AGNES ELOPES WITH HER AUNT BETSY.

"Is it possible!" cried Agnes, the moment that the door of the carriage was closed upon them, "is it possible that I am really under your protection, and going to your home, aunt Betsy?"

"To my temporary home, dear child, you are certainly going," said the old lady, taking her hand; "but I hope soon to have one more comfortable for you, my Agnes!"

"Where I shall find the bower and the bees? Is it not so, aunt?"

"Not exactly ... at least not at present.... But tell me, Agnes, don't you think I was very gentle and civil to Mrs. Barnaby?"

"It was certainly very wise not to reproach her, poor woman, more directly.... But, oh! dearest aunt Betsy, how well you know her!... If you had studied for a twelvemonth to find out how you might best have tormented her, you could have discovered no method so effectual as the making her first believe that you had a great fortune, and then that her own conduct had robbed her of your favour. Poor aunt Barnaby!... I cannot help pitying her!"

"You are tender-hearted, my dear, ... and a flatterer too.... You give me credit, I assure you, for a vast deal more cleverness than I possess: excepting on the subject of the old clothes which she offered me when we met in the cottage of dame Sims, I attempted no jestings with her.... But tell me, Agnes, have you not suffered dreadfully from the tyranny and vulgar ignorance of this detestable woman? Has she not almost broken your young heart?"

"I have not been very happy with her, aunt Betsy," replied Agnes gently; ... "but she speaks only truth when she says I have lived at her cost, and this ought to close my lips against speaking more against her than may be necessary to clear my own conduct in your eyes."

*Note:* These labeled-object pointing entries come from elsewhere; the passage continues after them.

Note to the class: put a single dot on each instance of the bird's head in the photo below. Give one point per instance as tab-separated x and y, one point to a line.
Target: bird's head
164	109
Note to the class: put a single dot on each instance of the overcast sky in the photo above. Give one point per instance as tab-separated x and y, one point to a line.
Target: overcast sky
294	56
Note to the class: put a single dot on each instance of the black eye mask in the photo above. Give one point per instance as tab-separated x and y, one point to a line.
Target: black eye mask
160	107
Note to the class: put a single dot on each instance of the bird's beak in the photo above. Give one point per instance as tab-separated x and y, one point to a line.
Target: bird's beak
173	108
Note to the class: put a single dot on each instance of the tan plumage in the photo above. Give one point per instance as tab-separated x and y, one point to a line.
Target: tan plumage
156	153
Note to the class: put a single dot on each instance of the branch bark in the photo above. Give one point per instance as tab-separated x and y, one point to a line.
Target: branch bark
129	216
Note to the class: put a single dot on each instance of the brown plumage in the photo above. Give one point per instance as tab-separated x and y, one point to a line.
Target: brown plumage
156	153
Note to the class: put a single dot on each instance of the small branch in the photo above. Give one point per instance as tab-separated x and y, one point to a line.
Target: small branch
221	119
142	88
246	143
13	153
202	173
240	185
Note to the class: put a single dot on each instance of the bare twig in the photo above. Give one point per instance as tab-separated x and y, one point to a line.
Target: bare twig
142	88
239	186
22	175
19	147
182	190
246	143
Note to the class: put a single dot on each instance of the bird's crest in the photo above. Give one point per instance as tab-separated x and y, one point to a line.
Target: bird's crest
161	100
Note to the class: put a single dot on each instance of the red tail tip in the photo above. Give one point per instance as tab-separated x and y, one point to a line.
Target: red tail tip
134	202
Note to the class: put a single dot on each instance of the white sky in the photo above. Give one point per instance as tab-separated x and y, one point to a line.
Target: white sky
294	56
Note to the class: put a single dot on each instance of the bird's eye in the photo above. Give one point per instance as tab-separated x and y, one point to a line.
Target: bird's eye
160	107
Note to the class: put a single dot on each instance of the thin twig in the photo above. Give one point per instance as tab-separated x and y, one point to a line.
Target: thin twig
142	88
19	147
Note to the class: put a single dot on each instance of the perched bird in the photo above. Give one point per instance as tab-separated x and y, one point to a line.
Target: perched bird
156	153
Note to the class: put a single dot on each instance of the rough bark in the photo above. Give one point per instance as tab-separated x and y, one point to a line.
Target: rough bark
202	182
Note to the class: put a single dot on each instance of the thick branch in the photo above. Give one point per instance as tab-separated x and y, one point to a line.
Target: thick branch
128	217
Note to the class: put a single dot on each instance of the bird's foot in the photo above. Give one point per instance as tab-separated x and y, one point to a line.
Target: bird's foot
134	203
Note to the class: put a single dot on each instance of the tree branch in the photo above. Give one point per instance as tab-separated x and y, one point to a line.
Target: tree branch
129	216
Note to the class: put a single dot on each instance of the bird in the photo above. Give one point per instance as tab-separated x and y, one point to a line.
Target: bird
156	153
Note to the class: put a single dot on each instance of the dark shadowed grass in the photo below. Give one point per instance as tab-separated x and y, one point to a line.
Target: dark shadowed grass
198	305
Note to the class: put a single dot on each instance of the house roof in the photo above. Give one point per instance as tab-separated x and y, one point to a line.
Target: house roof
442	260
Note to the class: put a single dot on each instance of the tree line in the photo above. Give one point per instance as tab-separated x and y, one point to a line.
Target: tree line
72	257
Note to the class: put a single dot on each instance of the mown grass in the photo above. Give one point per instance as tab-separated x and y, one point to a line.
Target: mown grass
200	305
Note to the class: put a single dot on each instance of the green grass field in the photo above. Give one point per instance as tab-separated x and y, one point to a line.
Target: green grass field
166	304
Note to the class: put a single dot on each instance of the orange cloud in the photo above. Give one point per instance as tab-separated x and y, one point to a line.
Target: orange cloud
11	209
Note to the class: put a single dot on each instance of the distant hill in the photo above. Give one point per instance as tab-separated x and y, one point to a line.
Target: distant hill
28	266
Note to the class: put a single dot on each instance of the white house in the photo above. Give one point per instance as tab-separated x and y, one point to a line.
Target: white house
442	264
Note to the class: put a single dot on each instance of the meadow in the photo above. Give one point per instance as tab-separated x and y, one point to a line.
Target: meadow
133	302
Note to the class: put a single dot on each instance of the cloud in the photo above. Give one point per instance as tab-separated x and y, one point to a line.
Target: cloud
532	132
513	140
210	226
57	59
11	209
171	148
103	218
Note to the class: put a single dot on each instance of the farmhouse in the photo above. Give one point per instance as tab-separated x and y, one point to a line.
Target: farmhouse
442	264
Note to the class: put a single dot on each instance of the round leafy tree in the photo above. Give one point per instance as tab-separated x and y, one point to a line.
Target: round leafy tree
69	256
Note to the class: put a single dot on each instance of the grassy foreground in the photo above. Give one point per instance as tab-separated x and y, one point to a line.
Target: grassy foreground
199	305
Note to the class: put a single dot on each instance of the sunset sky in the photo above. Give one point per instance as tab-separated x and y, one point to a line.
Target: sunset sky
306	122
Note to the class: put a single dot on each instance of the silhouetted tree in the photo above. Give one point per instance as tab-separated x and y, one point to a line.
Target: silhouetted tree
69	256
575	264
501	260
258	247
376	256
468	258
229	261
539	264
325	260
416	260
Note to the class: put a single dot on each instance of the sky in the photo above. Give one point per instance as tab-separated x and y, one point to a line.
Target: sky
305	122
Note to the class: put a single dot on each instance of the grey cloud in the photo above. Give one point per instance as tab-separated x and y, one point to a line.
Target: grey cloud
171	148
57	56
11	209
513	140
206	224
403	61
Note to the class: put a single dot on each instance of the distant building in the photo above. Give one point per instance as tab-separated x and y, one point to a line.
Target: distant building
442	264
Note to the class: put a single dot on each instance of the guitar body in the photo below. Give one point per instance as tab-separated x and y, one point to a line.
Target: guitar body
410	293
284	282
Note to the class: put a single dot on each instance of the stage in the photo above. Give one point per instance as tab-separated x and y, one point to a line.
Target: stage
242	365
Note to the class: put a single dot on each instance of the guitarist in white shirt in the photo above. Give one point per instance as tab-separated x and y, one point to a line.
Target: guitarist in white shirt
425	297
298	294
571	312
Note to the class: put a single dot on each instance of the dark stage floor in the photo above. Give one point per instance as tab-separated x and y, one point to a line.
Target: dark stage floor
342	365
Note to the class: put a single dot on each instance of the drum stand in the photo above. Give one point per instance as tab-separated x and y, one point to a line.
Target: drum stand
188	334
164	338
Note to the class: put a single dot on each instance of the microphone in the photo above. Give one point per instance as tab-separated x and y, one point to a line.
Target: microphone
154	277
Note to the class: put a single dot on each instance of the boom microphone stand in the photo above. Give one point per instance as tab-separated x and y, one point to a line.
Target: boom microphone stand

Perhaps the old lady was a little disappointed at finding that she was to have no good stories concerning the absurdities of the apothecary's high-flying widow, as she called her; but, despite all the oddities of Miss Compton, there was quite enough of the innate feeling of a gentlewoman within her to make her value Agnes the more for her promised forbearance. She threw her arm round her, and pressing her to her bosom, said,—

"Let this feeling of Christian gentleness be extended to me also, Agnes, ... for I have great need of it. This Martha Wisett the second, poor soul, was the first-born of her mother, and seems to have taken as her birth-right all the qualities, bodily and mental, of her vulgar and illiterate dam.... But I have no such excuse, my child, for the obstinate prejudice with which my heart has been filled, and my judgment absolutely confounded. All you have suffered with this woman, Agnes, ought, in truth, to be laid to my charge.... I knew what she was, and yet I suffered you.... Let us try to forget it; and only remember, if you can, that I turned away from you for no other reason upon earth than because I feared you were not ... exactly what I now find you. But here we are at home. How greatly must you want the healing feeling that home should bring! Poor dear!... When have you ever felt it?"